Ja dwóch. I to jest straszne.
Też bym tak zrobiła. Nawet jeżeli to tradycja z zachodu to coś w tym złego? Przecież to w żaden sposó nie godzi w religię, ani nie umniejsza powagi dnia ślubu. Nie rozumiem o co tym księżą chodzi.
napisał/a:
białadama
2009-08-11 18:11
Ja szczerze powiedziawszy jeszcze nie wiem,czy tato będzie mnie prowadził pod ołtarz,czy ja wraz z przyszłym małżonkiem.Skłaniam się chyba ku drugiej opcjii. :)
napisał/a:
~gość
2009-08-11 18:16
ja mam identyczne przemyślenia jak Chromowana :)
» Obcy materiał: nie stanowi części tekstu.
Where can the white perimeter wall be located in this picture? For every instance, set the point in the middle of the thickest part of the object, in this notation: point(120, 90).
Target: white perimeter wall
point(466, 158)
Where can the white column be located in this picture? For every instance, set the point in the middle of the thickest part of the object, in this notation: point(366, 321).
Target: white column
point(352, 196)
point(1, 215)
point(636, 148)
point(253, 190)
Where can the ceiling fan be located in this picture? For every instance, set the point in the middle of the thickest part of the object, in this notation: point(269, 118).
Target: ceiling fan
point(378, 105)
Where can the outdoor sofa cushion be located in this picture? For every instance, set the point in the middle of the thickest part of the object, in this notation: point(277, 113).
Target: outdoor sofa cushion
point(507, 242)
ale mój chce żeby mnie tata wprowadzał :) i tak się nie zgodzę :D
ale mój chce żeby mnie tata wprowadzał :) i tak się nie zgodzę :D
napisał/a:
timona86
2009-08-11 18:19
ja też
napisał/a:
~gość
2009-08-11 19:31
A ja zawsze marzylam zeby mnie tatus prowadzil do oltarza Juz nawet mu powiedzialam i wiem ze sie stresuje i moge miec problemy z ksiedzem u nas.... Tylko ostatnio mysle zeby isc z PM do oltarza i nie wiem.... Ale raczej tak na 98% z tata
napisał/a:
Miya
2009-08-11 20:03
U mnie na pewno będzie mnie ojciec prowadził. :) To będzie bardzo miłe przeżycie dla mnie i dla niego też. Nie mogłabym zrobić mu tego, żeby własnej jedynej córeczki nie odprowadził na nową drogę życia. :D
napisał/a:
kitty1
2009-08-11 23:45
Już po ślubie mogę się wypowiedzieć na ten temat. Śmieszyło mnie to, że ksiądz może zabronić, żeby tata prowadził pannę młodą do ołtarza. W piątek przed ślubem, kiedy omawialiśmy z księdzem przebieg mszy, ksiądz powiedział nam, że tata nie może mnie prowadzić do ślubu A wytłumaczenie było takie, że w jego kościele nie ma takiej tradycji i że wchodzimy do kościoła w procesji z księdzem i swiadkami, noramlnie szok Tata oczywiście się zmartwił, bo się nastawił, ale nic z tego nie wyszło I co w takiej sytuacji można zrobić? Ręce opadają...
napisał/a:
Miya
2009-08-11 23:49
_Kitty_, ja bym powiedziała, że tak ma być i koniec i że powinien poinformować nas o tym wcześniej. A potem zrobiłabym niewinną bardzo zatroskaną minkę, że nie mogę zrobić tego tatusiowi i że on tak bardzo chciał itd. A jak by to nie pomagało, to zaczęłabym szlochać a potem "zemdlała" w ramiona mojego N. ;) Mam chore serce i czasem jak się zdenerwuje to mdleje właśnie, więc byłoby to wiarygodne. Ogólnie to ksiądz bardzo nie fajnie się zachował. Ale powiedz dlaczego wcześniej wszystkiego nie omówiliście dużo wcześniej?
napisał/a:
kitty1
2009-08-12 00:00
Miya, nie omówiliśmy wcześniej, bo przy spisywaniu protokołu 1,5 miesiąca przed ksiądz powiedział nam, że szczegóły ceremonii omówimy w piątek przed ślubem. Wybrane czytania, psalm i modlitwę wiernych też dawaliśmy do zatwierdzenia w piątek i nie było z tym problemów. Tylko z tym wejściem do kościóła
napisał/a:
Miya
2009-08-12 00:10
_Kitty_, absolutnie bym się nie zgodziła na taki układ. Przynajmniej na 3 jak nie więcej miesięcy wcześniej musze wiedzieć na czym stoje bo jak nie będzie tak jak chce to zmieniam kościół. A ty mogłaś wykorzystać jakąś kobiecą sztuczke, jesteś kobietą i to w dodatku PM na dzień przed ślubem dużo by ci uszło na sucho. ;)
napisał/a:
~gość
2009-08-12 08:36
_Kitty_, ojjj szkoda, że nie wyszło :) ale faktycznie mogłaś trochę zawalczyć ;)
napisał/a:
Misia7
2009-08-12 08:40
_Kitty_, To rzeczywiście ksiądz się nie fajnie zachował.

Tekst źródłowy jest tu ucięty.